The strong current of the Gulf Stream has been a subject of study from the early days of European settlement in North American. It was then and remains today a major influence on navigation. Benjamin Franklin was the first to map this current, but at that time there was little known of its contribution to weather. Apart from local impacts climate, warm waters of the Gulf Stream drive thunderstorms, hurricanes and help spawn dangerous nor’easters in winter months.

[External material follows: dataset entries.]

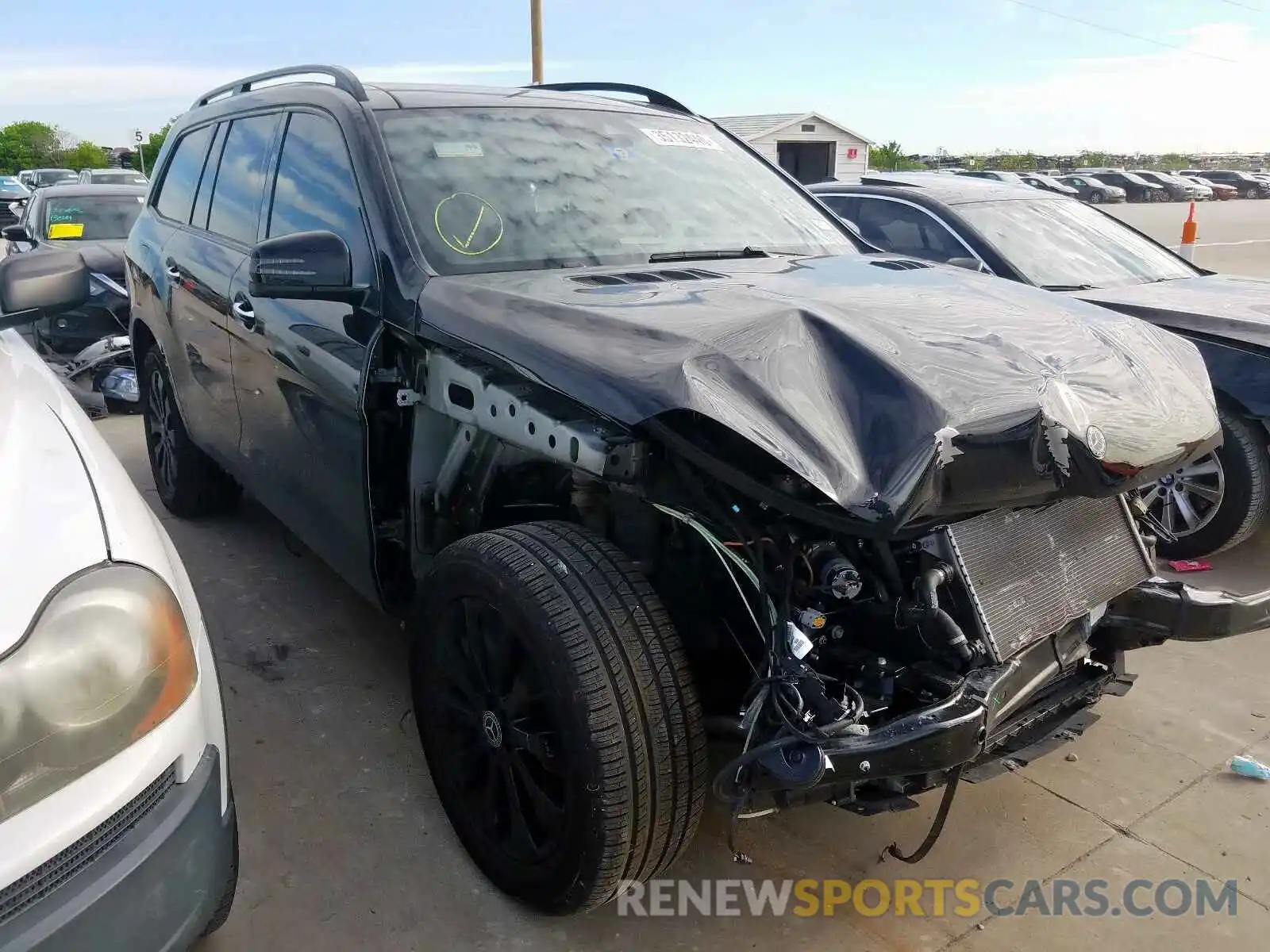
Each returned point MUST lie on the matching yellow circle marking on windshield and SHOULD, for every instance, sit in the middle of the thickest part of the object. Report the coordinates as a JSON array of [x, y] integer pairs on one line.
[[468, 224]]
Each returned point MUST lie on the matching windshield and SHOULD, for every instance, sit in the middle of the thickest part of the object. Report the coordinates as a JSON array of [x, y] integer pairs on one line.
[[1064, 244], [90, 217], [120, 178], [502, 190]]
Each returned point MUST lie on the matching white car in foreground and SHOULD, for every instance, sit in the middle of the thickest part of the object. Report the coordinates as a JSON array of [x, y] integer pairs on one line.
[[117, 823]]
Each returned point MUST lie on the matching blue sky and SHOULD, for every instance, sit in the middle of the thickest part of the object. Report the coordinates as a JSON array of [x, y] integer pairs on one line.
[[965, 75]]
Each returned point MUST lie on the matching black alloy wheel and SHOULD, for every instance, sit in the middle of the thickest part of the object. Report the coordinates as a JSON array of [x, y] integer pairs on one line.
[[491, 708], [188, 482], [558, 714]]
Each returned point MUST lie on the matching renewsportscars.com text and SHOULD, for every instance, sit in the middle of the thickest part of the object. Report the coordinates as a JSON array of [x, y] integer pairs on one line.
[[927, 898]]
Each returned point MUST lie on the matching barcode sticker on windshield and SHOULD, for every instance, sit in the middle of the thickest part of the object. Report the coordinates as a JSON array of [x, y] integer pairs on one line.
[[676, 137], [457, 150]]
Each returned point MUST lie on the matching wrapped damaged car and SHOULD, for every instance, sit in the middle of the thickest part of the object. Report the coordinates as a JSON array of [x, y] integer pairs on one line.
[[637, 442]]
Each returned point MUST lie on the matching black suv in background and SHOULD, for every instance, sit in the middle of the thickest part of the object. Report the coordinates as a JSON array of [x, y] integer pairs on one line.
[[1248, 184], [1179, 190], [1136, 187], [606, 406]]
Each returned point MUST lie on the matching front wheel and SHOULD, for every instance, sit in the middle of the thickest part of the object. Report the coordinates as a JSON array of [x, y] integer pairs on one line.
[[1218, 501], [558, 715], [190, 482]]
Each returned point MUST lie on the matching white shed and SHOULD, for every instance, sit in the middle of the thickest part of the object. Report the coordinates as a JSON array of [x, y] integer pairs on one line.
[[806, 145]]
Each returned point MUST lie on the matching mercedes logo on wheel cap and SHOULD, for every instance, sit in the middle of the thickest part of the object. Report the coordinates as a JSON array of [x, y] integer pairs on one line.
[[1096, 442], [493, 729]]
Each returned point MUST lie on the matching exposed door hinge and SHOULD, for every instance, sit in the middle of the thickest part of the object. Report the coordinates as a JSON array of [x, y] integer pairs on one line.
[[410, 397]]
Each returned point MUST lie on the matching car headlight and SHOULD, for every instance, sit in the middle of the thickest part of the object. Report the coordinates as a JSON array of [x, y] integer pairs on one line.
[[107, 660]]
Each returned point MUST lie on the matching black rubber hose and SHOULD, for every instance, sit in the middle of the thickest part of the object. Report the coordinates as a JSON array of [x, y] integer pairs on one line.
[[925, 607], [954, 635]]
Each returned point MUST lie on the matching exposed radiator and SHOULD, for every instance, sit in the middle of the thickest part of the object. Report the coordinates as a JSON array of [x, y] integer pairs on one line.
[[1032, 571]]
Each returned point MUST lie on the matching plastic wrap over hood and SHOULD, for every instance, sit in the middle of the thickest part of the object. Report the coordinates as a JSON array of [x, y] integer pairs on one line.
[[897, 389]]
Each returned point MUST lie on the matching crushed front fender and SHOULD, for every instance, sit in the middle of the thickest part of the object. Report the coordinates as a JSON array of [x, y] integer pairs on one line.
[[1160, 611]]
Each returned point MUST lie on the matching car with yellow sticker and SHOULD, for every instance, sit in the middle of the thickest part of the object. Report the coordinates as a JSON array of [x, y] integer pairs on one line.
[[635, 438], [95, 221]]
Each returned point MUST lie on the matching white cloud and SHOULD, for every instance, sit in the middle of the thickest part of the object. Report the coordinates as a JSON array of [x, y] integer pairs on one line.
[[103, 101], [1168, 101]]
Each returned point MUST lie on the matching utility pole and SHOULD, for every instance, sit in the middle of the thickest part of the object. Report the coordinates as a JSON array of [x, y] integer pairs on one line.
[[537, 40]]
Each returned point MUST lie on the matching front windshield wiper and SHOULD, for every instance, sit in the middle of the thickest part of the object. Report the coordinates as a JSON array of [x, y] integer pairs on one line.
[[709, 254]]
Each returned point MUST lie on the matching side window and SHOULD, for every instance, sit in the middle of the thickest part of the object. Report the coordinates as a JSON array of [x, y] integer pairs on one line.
[[181, 179], [239, 190], [315, 188], [205, 190], [837, 205], [906, 230]]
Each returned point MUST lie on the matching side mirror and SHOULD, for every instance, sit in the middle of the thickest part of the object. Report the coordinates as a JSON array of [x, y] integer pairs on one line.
[[40, 286], [309, 266]]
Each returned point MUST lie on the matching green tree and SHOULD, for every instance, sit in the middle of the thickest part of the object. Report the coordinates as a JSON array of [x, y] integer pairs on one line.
[[891, 156], [1172, 160], [86, 155], [1092, 160], [1016, 162], [29, 145]]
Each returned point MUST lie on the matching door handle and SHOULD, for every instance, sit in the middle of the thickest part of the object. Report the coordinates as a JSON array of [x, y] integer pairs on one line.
[[244, 314]]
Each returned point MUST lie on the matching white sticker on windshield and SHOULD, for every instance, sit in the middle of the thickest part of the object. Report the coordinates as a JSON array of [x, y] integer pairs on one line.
[[457, 150], [677, 137]]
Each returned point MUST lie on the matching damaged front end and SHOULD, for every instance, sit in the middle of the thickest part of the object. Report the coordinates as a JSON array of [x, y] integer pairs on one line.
[[899, 546], [884, 666]]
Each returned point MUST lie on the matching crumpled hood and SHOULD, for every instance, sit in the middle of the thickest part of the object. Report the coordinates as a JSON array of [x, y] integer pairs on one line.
[[50, 520], [1219, 305], [101, 257], [893, 387]]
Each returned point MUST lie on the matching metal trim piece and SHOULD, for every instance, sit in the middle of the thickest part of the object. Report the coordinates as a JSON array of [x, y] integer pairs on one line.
[[508, 413]]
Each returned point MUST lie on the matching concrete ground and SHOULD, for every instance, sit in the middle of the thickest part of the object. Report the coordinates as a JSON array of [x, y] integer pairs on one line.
[[1232, 236], [344, 844]]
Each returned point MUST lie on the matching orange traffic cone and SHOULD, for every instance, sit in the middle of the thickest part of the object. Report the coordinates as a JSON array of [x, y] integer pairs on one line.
[[1189, 228]]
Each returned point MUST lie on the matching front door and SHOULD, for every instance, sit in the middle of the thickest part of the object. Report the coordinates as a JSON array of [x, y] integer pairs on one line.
[[298, 365]]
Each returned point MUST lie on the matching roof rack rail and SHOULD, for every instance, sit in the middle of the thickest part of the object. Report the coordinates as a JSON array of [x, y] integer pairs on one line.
[[344, 80], [653, 97]]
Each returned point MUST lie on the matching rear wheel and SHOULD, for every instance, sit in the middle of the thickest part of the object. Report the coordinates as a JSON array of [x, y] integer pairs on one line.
[[188, 482], [558, 715], [1218, 501]]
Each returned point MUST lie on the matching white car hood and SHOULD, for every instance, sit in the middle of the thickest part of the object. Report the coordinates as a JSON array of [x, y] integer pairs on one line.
[[50, 522]]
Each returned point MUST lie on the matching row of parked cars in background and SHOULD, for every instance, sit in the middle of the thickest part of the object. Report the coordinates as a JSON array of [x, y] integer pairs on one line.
[[1102, 186], [533, 409]]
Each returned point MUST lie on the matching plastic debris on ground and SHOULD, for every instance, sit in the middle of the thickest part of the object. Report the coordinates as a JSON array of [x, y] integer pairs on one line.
[[1248, 767], [121, 384], [1189, 565]]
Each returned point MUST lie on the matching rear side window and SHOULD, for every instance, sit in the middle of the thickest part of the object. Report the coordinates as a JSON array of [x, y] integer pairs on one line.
[[315, 188], [205, 190], [181, 181], [905, 230], [239, 190]]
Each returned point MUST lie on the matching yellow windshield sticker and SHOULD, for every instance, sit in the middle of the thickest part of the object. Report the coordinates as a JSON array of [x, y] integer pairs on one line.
[[468, 224]]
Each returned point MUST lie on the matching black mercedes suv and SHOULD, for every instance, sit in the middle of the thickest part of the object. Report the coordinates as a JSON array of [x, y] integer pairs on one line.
[[626, 427]]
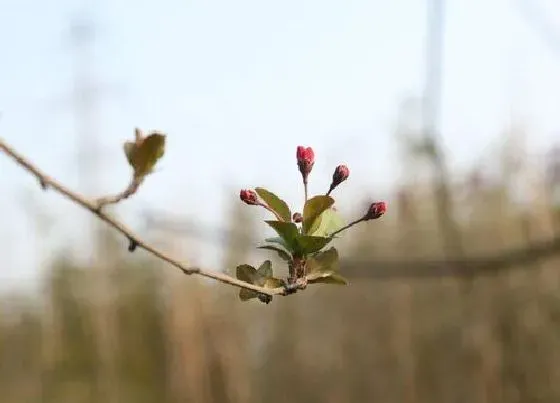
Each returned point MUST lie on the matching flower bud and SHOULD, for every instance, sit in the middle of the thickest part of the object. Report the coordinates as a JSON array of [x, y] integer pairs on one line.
[[306, 159], [248, 196], [341, 173], [375, 210]]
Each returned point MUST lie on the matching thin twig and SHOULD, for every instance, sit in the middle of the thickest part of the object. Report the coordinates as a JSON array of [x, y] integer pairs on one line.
[[131, 189], [266, 206], [359, 220], [48, 182]]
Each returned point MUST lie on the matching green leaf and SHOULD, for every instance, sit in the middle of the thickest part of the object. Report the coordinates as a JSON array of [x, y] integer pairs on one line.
[[130, 152], [245, 294], [143, 154], [327, 278], [275, 203], [265, 270], [263, 277], [246, 273], [312, 244], [281, 252], [323, 262], [328, 222], [288, 232], [273, 282], [313, 209]]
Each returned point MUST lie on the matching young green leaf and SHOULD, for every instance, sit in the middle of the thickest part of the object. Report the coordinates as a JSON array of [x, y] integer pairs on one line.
[[284, 255], [263, 277], [246, 273], [311, 244], [313, 209], [323, 268], [275, 203], [288, 231], [323, 262], [328, 222], [144, 154], [265, 270], [327, 278]]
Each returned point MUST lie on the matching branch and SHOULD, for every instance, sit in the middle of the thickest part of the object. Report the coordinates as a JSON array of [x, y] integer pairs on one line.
[[135, 241], [129, 191]]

Because water loses heat at a slow rate than air, it responds less to day and night temperature cycles. This allows thunderstorm environments to be sustained for longer periods over the Gulf Stream. Rising warm air provides energy for storms and draws surrounding air in to reinforce the process. It’s for this reason that lightning over southeastern states is less pronounced than over the ocean as illustrated by the maps of lightning frequency below. This maximum persists year-round.
For hurricanes, the Gulf Stream is like a paved road. Steer off it, and chances of reaching your destination drop dramatically. Hurricanes often take paths that loosely follow the curvature of Gulf Stream due to the steering force of Bermuda High. This semi-permanent high pressure system is the same steering force responsible for the Gulf Stream itself, so this is no coincidence. When hurricanes travel this “road”, it allows them to reach much higher latitudes than they could reach otherwise.
Nor’easters are a great example of how temperature differences invigorate storm systems. This relates back to waters ability to retain heat. When an outbreak of cold spreads over the eastern U.S., it interacts with air warmed by the Gulf of Mexico and Gulf Stream. As these air masses collide, conditions become increasingly favorable for low pressure to strengthen rapid off the U.S. coast. When storms develop in these conditions and track along the coast, they batter New England states with high winds and heavy snow.